The girl groups box set One Kiss Can Lead to Another isn't just a bounty of undiscovered or forgotten treasures. I don't think I've received a Christmas present that inspired so much envy since I got that tiny kitchen with an actually working (sort of) faucet back in kindergarten. Everyone I mentioned it to immediately wanted to hear more and, well, once I showed off the pink-and-black hatbox and the way the liner notes look like a diary and all the CD cases look like vintage compacts with mirrors inside and all the CDs look like powder puffs and no, I won't trade it for your Barbie. Not even your best Barbie.
My favorite concert experience of 2005: going to see Gwen Stefani with my daughter's college-age birthmom, her new husband, and her best friend. Everybody got dolled up for the event. Afterward, BB's Tummy Mommy declared, "Not one peep out of you critics! I loved it, I love Gwen, and that's all I need to hear."

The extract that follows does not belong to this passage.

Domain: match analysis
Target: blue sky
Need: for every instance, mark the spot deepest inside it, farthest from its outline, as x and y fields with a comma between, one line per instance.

My favorite rock and roll moment of the year happened in March when the Drive-By-Truckers played free for 125 kids at the Missouri high school where I teach. They rolled our their tour bus, set up in about 10 minutes, and played a brilliant acoustic set filled with songs (like "Outfit," "Never Gonna Change," "Lookout Mountain," and "The Day John Henry Died") that they'd specially selected for the audience. In between, Hood, Coley, and Isbell talked about the inspiration behind their writing and dispensed much wise advice for budding rockers. Afterwards, they signed autographs over cafeteria chocolate milk for 20 minutes, talked one-on-one with several student musicians, and at their show at a local venue that night, dedicated a song ("Buttholeville"the choice was inspired not by the song's subject matter but by its killer riff) to the kids.
What I remember most about M.I.A.'s show was that Nick Catchdubs was thonking big bass favorites and mashing and mixing in a way that lets you know you are in New York and New York is not like those other cities. In New York, the bump is always nuclear, on some gotta-prove shit, so they only play tracks you cannot live without at bin-bursting volumes. This happens sometimes, late and accidental in spring and summer, in Chicago, except with much less expensive shoes stubbing out much cheaper cigarettes. All I could think was what bills I could hold off paying in order to buy stacks of 12"s to bring home and drop like anchors at parties.
Because I can't vote for DJ sets like Mylo's unbelievably headtwisting set at the Tribeca Grand earlier this year, I'll vote for his Destroy Rock and Roll, which is just as satisfying in a totally different way. His DJ ing is marked by this crunchy, textured sound that's got a bit of dark edge. It's not really electro or house, it's not the filtered disco of the Daft Punk era, and yet, it's not really the new "electro house" micro genre either. It's Mylo. Destroy Rock and Roll is less dark, even more catchy and party-ready and reminds me a bit of the Avalanches' Since I Left You, but it's not trying so hard to be a pastiche.